Отверженный не мог рассчитывать на то чтобы обзавестись имуществом; как известно, быть и иметь – это одно и то-же, но как в нашем случае иметь хотя-бы что-то, если ты не обладаешь даже собой? Имущество у нас заведено почитать наравне с телом обладателя этого имущества. Быть и обладать; – самые первые привилегии гражданина, и отверженный не мог обладать ничем, поскольку не мог ничем пожертвовать. Не могший пожертвовать собой не мог также рассчитывать обзавестись потомством: во-первых, потому что никто не взялся-бы жертвовать собой за семя жадного и трусливого, то есть того кто отказался-бы пожертвовать собой за твоё, во-вторых, потому что обладать женщиной согласно законам нашего жестокого міра равносильно обладанию всем прочим: то, насколько твоё имущество может постоять само за себя, настолько оно не нуждается в покровительстве – а кто из прошедших отбор смельчаков отказался-бы от почётнейшей привилегии покровительствовать? Не могущий покровительствовать своим нравственным драгоценностям не может оказать им должное почитание ни в ком другом, и отверженный считается в нашем государстве недостойным чтобы оборонять мирные поля женской добродетели взращивать и кормить. Также отверженный не имел права голоса – разумеется, тот, кто не мог постоять за свой голос там, где ему определяется вес, а именно в строю и на поле сражения, был нем – поскольку очевидно-же, что способность исторгать звуки обща и царям, и парнокопытным. Не имевший ни имущества, ни голоса, ни сестёр или братьев (ведь как ни горько было-бы оплакивать гибель кровного родственника, никому не по силам поделиться доблестью с тем, кто не готов её воспринять), отверженный был пугалом, которое скиталось по бесконечным швам, связывающим вместе лоскутное покрывало из маленьких и заносчивых стран, и увы, не имел дороги назад: в жизни каждого молодого человека представляется шанс отдать за кого-то чем обладаешь, и чаще всего такой шанс открывается только однажды.

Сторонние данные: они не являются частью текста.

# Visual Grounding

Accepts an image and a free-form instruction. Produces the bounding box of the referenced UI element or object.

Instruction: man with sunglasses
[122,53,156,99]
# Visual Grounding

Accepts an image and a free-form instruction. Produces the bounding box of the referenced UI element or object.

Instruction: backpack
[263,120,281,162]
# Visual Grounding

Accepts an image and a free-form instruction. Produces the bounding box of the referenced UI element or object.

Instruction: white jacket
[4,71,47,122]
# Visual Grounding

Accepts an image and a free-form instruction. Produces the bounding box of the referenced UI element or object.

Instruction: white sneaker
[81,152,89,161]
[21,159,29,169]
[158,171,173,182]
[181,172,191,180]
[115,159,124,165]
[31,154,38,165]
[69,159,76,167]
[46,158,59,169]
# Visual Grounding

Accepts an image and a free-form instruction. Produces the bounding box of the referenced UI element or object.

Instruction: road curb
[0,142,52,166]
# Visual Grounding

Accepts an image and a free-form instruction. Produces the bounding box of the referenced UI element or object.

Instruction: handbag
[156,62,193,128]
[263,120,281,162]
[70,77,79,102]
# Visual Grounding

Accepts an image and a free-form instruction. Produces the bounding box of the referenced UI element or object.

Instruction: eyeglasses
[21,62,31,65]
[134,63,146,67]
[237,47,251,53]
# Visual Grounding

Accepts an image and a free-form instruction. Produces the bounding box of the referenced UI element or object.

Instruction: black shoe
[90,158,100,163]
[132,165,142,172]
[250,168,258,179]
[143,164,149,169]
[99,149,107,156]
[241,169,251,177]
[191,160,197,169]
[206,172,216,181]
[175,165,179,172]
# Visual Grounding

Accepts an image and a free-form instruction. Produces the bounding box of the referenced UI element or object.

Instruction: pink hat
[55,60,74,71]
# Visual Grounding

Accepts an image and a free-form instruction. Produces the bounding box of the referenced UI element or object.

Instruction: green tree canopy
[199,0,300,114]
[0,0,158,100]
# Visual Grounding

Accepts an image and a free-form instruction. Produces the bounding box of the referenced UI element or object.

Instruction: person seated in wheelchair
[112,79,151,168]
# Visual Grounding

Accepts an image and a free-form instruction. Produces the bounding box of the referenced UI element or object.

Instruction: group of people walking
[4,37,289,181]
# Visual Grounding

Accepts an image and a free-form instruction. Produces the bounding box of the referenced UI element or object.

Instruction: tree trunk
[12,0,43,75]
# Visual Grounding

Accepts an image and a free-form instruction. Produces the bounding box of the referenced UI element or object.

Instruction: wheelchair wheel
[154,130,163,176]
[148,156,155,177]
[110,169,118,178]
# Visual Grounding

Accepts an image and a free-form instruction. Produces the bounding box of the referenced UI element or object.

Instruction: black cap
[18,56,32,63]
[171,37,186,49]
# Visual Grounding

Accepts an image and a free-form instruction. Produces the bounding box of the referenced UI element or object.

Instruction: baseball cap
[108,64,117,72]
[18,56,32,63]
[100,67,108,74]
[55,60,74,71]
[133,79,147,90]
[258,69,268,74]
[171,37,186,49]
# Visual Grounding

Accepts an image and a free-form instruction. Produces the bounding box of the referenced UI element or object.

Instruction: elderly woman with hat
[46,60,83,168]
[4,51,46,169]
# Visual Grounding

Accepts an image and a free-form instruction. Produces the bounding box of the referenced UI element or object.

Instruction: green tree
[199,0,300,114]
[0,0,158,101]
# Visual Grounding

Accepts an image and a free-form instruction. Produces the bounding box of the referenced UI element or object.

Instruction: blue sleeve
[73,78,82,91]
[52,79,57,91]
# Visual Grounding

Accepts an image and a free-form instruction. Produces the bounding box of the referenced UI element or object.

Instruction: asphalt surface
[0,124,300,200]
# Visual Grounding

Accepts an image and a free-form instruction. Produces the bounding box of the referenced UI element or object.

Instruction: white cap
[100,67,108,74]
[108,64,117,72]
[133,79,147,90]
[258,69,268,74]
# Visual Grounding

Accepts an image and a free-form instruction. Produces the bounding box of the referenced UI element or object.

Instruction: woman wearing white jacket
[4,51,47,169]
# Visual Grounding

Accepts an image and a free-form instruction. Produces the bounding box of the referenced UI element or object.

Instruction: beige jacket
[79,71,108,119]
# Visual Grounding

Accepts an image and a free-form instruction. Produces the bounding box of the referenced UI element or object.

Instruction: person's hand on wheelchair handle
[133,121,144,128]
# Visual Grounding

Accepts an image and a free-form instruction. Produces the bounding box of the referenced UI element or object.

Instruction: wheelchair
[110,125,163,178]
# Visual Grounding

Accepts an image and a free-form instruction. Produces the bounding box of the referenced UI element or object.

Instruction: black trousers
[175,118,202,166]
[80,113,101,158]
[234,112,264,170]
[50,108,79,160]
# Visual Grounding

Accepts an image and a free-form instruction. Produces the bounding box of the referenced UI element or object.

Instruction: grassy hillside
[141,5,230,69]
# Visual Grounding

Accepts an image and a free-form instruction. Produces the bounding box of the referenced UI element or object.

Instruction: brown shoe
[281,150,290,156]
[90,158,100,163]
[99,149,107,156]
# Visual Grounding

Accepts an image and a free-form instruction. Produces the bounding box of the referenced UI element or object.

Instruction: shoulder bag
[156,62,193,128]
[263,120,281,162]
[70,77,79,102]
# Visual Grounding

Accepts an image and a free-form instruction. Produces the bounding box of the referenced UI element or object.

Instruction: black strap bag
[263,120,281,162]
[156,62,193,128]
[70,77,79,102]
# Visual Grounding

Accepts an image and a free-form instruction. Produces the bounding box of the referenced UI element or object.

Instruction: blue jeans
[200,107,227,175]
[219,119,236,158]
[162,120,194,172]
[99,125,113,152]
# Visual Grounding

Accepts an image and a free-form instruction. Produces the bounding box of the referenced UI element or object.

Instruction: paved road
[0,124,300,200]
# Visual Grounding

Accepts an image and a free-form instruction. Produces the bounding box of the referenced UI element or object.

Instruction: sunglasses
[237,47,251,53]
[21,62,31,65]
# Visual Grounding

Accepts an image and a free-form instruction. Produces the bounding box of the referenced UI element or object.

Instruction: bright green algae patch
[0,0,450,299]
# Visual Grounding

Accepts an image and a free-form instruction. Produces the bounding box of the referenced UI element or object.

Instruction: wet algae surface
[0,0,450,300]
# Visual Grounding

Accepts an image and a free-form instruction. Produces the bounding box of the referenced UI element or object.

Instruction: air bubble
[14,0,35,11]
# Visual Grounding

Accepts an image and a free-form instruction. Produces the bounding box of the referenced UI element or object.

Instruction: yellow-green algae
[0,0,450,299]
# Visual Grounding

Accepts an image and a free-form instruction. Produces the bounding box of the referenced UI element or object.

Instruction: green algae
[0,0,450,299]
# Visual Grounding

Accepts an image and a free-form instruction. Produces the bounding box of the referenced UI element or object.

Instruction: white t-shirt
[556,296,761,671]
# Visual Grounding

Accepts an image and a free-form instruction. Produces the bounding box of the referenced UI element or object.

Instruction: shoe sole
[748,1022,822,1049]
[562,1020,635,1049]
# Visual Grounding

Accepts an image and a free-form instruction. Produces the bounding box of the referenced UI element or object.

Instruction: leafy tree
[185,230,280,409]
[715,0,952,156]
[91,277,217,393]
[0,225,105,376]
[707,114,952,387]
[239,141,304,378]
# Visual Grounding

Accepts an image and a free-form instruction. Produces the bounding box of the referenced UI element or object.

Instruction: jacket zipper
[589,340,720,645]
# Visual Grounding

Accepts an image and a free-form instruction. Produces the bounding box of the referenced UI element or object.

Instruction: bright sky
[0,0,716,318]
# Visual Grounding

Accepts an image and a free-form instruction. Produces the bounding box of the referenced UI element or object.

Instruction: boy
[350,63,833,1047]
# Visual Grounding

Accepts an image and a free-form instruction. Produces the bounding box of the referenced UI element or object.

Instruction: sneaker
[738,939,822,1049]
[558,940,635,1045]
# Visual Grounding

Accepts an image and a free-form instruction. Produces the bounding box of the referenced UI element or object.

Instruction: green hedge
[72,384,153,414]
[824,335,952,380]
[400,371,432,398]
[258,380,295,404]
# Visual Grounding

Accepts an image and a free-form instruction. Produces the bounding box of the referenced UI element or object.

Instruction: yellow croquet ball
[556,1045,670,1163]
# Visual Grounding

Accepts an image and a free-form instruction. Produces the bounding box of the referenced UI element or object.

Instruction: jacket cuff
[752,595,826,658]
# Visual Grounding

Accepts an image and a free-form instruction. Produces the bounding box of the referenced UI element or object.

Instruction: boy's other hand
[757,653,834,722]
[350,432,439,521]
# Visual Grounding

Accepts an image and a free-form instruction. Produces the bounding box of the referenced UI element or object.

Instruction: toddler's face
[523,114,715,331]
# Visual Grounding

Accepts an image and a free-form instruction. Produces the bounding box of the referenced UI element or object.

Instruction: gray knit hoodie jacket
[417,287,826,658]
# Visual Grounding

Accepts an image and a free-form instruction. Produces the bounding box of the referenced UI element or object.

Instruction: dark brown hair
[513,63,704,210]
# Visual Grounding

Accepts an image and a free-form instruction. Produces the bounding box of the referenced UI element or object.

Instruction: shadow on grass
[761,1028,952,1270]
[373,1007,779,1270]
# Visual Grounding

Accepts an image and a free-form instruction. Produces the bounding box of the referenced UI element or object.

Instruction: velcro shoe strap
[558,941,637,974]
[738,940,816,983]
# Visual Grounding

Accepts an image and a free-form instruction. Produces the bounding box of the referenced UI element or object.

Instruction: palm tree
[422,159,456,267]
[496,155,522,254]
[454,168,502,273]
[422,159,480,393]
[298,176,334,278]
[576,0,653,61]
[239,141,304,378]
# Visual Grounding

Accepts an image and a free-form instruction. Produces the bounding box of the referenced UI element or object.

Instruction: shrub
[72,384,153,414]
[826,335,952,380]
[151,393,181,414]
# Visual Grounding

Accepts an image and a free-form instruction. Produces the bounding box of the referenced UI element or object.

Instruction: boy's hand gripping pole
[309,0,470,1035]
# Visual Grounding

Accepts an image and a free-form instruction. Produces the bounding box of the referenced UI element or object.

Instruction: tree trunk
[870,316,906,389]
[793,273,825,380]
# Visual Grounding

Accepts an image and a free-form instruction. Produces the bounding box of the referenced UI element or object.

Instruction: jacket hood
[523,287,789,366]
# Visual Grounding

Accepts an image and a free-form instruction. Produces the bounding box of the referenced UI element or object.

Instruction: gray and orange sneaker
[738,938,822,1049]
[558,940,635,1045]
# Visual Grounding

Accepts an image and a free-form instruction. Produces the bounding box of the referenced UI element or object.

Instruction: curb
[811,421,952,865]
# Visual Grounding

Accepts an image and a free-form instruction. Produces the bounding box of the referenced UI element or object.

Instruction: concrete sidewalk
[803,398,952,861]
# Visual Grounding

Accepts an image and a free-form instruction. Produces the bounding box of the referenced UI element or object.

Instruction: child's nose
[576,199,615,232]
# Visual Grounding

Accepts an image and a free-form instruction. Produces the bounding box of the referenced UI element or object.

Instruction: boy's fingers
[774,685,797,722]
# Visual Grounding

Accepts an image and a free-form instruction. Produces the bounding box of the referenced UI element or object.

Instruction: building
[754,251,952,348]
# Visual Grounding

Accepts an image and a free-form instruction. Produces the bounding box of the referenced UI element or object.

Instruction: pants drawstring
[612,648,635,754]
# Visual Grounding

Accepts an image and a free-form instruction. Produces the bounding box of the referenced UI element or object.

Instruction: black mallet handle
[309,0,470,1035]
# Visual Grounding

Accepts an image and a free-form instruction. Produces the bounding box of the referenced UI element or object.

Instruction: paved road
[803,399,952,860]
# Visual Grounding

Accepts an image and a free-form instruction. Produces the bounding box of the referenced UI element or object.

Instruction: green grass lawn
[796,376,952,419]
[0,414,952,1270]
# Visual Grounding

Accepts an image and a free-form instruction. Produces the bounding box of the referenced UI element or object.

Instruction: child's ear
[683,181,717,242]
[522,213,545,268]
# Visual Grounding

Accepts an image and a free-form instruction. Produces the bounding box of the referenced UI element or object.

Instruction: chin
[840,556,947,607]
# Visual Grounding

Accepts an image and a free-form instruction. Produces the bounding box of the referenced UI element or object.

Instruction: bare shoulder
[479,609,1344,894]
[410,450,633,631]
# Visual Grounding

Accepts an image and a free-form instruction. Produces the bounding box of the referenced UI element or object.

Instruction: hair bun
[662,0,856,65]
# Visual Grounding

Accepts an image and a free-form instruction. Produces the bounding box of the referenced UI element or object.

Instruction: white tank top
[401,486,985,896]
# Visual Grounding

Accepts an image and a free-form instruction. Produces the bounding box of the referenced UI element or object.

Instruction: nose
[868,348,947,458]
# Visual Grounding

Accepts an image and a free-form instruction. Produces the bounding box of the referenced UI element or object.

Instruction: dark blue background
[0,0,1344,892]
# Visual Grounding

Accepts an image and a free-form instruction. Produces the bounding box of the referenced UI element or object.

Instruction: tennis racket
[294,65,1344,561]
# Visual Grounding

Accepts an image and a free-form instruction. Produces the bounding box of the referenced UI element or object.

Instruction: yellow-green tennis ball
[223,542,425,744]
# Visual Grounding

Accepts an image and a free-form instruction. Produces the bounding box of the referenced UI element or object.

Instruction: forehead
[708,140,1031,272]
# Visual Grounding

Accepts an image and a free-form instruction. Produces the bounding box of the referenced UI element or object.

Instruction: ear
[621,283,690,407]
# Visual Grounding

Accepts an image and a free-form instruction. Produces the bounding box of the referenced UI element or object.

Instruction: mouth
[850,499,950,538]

Я не был отверженным. Вернувшийся после сурового испытания, которое я с честью прошёл, я был принят в ряды взрослых мужей, занял место на лавке в большом доме, что располагался за городскими пределами, где старые вояки собирались чтобы выпить и похвастаться, получил право голоса и возможность продлить свой род. В семье я был окружён полными гордости взглядами, со мной стал считаться отец, меня стали брать на охоту, а мать допустила к таинственной родовой тайне, которую каждое семейство хранит за семью печатями. Да; в том испытании я погиб, но вернувшись обрёл новую жизнь; новая жизнь! – как гордо, как дерзко, как расточительно и высоко звучали эти слова внутри, когда я смотрел на свои новые руки и видел совсем новый мір, открывшийся неожиданно. Я обрёл великую награду; так началась жизнь, в которой всё было впереди.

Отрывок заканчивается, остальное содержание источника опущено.